The latter is an interesting development -- in a typical acquisition, the stock price of the acquirer dips on the anticipated hit to the finances and fundamentals. In this case, though, there are clear and obvious synergies between these two companies with very similar businesses. Consolidating the two will probably not be difficult or drawn out.

Still, even at a depressed share price, TD Ameritrade is a big swallow even for a monster fish like Charles Schwab. I'm not sure we should get too excited yet and bid up the latter company's stock much without seeing how it's integrating its new asset post-deal (assuming said deal goes down, of course). For me, the latter stock is a wait-and-see.

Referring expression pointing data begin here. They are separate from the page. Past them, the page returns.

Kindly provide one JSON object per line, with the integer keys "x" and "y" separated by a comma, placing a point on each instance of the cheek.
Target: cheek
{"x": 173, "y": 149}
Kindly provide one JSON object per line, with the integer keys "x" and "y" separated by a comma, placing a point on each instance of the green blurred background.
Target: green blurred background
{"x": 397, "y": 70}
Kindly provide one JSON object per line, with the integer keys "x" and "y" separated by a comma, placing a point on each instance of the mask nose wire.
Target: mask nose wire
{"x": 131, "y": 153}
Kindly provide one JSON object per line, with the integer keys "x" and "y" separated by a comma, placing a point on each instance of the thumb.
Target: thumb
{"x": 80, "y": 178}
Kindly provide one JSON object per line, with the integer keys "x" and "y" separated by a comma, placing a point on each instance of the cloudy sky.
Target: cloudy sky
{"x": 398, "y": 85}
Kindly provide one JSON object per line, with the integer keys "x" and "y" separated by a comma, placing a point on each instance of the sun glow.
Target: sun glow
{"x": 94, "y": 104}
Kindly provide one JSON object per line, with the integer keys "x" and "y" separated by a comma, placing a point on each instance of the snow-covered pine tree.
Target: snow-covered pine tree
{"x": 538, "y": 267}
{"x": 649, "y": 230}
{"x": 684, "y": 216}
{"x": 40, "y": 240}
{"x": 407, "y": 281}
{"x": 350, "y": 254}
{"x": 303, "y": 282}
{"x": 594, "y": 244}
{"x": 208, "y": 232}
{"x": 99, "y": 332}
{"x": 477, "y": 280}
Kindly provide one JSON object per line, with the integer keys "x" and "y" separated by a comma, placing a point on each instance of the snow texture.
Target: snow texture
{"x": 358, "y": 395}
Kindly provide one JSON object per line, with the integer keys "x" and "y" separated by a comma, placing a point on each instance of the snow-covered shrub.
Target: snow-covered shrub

A driver and three other people in a car with a Lyft sign on the dashboard.

Image source: Lyft.


Ridesharing giant Lyft (NASDAQ:LYFT) got a lift from two helpful developments on Thursday.

A positive analyst note on the company, plus news of a rival running into its arms in a major market, cheered investors. Lyft stock saw a boost of more than 6% on the day.

Royal Bank of Canada's RBC Capital Markets issued an upbeat analysis following recent discussions with Lyft management. The investment bank believes that with rider discounts and incentives being phased out, the company has a clearer road to profitability.

On top of that, privately held Gett announced earlier this week it would pull the plug on its Juno ridesharing service in New York City. Gett/Juno and Lyft have a strategic partnership, so the former is directing its clientele to Lyft's services.

Have you taken rides with Juno? Me neither -- the service is a minnow compared to the whales that are Lyft and top competitor Uber Technologies (NYSE:UBER). Still, even if Juno is small, its beat-then-join move constitutes a pair of wins for Lyft in the ever-busy New York City market.

While cutting a slice of victory cake, however, we should remember that Lyft -- and Uber, too, while we're on the subject of ride-hailing behemoths -- is still deeply in the red.

Lyft beat revenue and bottom-line estimates from analysts in its most recently reported quarter... but the latter line item still came in at a loss of nearly $122 million. A nice analyst note and the absorption of a small competitor aren't going to suddenly flip that into the black.

I have been bearish on both Lyft and Uber for some time now. Their business models are cost-heavy, and I think going forward they will face customer resistance as those discounts and deals fade away (particularly in the case of Lyft).

Yes, they have done much to widen their revenue streams, but profitability is still far in the distance -- if it occurs at all. I'm not a believer, and as such I'd continue to give the ridesharing sector as a whole a miss.